Und Thun setzt noch eins drauf: Er gestaltet das sogenannte »Clubhouse«, ein 1000 Quadratmeter großes Gebäude am Fuß des zu einem sanften Hügel ansteigenden Geländes mit Restaurant und Spa-Bereich. Dort können die Villenbesitzer ihre Gäste in eigenen Appartements beherbergen oder sich an der Lounge-Bar über die Besonderheiten des Wohnens in Architektenhäusern austauschen.
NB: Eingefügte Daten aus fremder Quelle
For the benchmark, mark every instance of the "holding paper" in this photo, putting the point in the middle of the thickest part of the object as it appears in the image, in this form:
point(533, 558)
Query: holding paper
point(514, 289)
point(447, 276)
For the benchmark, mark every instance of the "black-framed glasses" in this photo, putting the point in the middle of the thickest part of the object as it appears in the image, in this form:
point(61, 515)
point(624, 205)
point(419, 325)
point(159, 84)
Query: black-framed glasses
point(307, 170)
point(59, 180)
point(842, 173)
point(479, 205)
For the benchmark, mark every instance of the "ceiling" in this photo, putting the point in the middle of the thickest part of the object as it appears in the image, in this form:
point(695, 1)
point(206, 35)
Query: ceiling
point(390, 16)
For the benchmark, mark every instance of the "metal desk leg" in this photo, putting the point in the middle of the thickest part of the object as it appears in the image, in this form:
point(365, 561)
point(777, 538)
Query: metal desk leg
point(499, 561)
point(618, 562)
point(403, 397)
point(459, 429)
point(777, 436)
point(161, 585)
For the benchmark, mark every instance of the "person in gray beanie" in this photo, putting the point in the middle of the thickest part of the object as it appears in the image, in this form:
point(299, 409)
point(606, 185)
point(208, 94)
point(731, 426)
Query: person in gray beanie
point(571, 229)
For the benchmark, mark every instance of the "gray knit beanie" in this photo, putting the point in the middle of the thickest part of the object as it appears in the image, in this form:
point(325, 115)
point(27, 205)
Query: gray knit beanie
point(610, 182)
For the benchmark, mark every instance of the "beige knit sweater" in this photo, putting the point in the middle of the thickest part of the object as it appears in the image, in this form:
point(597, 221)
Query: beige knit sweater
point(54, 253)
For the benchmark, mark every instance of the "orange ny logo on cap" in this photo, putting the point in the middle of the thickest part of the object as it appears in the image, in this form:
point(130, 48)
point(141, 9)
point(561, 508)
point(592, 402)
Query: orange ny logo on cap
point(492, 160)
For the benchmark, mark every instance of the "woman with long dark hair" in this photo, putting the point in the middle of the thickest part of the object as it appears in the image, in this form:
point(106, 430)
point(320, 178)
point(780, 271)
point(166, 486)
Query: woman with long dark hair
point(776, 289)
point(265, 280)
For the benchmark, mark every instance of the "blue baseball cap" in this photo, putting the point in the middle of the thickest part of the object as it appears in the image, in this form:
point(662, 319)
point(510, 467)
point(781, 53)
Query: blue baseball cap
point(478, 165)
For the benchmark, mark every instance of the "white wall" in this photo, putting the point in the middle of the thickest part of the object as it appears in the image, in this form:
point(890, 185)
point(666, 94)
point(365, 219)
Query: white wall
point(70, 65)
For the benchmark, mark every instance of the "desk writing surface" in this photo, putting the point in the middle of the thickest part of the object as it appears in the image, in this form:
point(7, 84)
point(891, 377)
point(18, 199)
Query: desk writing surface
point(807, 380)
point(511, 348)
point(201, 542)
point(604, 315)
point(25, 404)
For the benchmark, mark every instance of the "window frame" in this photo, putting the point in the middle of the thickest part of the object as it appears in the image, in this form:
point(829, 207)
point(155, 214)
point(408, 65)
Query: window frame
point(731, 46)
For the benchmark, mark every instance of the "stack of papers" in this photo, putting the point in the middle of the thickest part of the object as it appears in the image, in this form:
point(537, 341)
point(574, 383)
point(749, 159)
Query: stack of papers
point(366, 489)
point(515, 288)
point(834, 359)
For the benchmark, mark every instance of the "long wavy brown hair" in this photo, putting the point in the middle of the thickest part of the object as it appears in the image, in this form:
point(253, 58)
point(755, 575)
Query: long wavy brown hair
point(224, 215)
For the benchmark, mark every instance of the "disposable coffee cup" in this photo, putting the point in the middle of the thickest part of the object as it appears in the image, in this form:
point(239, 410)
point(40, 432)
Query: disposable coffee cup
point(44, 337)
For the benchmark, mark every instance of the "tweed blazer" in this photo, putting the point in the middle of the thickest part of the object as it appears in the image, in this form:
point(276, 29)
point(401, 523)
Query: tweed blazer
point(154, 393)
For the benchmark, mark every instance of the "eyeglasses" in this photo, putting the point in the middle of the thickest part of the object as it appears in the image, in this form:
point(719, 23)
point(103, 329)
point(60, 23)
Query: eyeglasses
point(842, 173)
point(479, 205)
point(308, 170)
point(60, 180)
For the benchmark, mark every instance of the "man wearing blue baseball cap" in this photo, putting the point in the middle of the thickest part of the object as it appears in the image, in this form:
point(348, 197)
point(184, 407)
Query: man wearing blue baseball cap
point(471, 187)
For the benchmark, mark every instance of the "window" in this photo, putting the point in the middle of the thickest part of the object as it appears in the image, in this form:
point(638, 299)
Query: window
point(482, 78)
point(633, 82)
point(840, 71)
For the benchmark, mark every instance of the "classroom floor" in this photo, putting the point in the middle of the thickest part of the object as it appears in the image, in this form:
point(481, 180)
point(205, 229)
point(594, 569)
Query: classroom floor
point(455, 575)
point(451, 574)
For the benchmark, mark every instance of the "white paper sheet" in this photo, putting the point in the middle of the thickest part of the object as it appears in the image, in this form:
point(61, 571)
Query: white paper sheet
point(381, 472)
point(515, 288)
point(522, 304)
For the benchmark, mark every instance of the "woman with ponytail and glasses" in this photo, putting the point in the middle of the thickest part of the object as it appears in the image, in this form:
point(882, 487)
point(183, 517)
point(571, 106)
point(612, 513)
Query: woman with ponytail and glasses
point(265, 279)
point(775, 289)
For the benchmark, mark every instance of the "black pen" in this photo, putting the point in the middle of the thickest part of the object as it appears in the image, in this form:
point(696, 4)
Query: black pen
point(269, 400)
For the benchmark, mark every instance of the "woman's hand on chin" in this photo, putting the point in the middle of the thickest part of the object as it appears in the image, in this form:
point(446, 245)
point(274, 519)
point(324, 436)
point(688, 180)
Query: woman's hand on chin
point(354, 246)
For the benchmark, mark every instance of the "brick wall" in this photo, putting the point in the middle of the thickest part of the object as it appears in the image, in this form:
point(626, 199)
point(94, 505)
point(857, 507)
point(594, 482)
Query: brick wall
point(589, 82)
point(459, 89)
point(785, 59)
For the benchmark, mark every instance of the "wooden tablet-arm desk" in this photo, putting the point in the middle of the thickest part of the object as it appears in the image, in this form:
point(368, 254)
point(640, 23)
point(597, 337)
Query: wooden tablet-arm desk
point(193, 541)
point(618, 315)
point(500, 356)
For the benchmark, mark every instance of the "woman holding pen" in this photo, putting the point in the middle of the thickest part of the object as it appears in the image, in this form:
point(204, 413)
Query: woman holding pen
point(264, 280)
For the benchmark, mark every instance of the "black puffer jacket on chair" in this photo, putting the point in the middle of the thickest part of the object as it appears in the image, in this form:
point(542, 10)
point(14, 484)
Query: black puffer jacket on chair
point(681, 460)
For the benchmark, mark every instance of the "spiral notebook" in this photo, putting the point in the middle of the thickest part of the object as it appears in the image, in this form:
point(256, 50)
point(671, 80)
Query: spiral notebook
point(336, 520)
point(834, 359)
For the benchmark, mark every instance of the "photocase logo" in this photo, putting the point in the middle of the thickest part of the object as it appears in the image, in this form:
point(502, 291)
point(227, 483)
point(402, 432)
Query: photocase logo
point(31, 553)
Der Architekt Thun hat seine eigenen Vorstellungen, wie Gebäude richtig geplant und gebaut werden sollen. Nachhaltigkeit ist mittlerweile ja ein recht strapaziertes Schlagwort. Thun arbeitet jedenfalls bereits seit 1990 nach Kriterien, die die Ökologie und die Landschaft berücksichtigen. Er nennt das das ­Triple-Zero-Konzept: null CO2-Ausstoß, null Kilometer Materialdistanz, null Abfall. Im Vigilius-Hotel in Südtirol hat er das auf beeindruckende Art und Weise umgesetzt. Das Haus hat nicht nur zahlreiche Umweltpreise erhalten, sondern wurde auch von »Geo« auf Platz eins der 100 besten Designhotels gereiht und rangiert auf der »The Hot List – Top 50 World Wide« des Magazins »Codé Nast Tra­veler« ganz oben. Dass die ­Natur bei seinen Hotel­projekten aber nicht zwangsweise im Vordergrund stehen muss, hat Thun beim Hotel Altstadt in Wien mit einem verschmitzten ­Augenzwinkern gezeigt. Bei der Gestaltung  der neun Zimmer des Gründerzeithauses hat er sich von einem Hauch Erotik aus dem Wien der Josefine Mutzenbacher inspirieren lassen. Und so steht jetzt dort die Badewanne, ganz im Stil der Modelle der Jahr­hundert­wende gehalten, recht keck frei in der Mitte des Raumes.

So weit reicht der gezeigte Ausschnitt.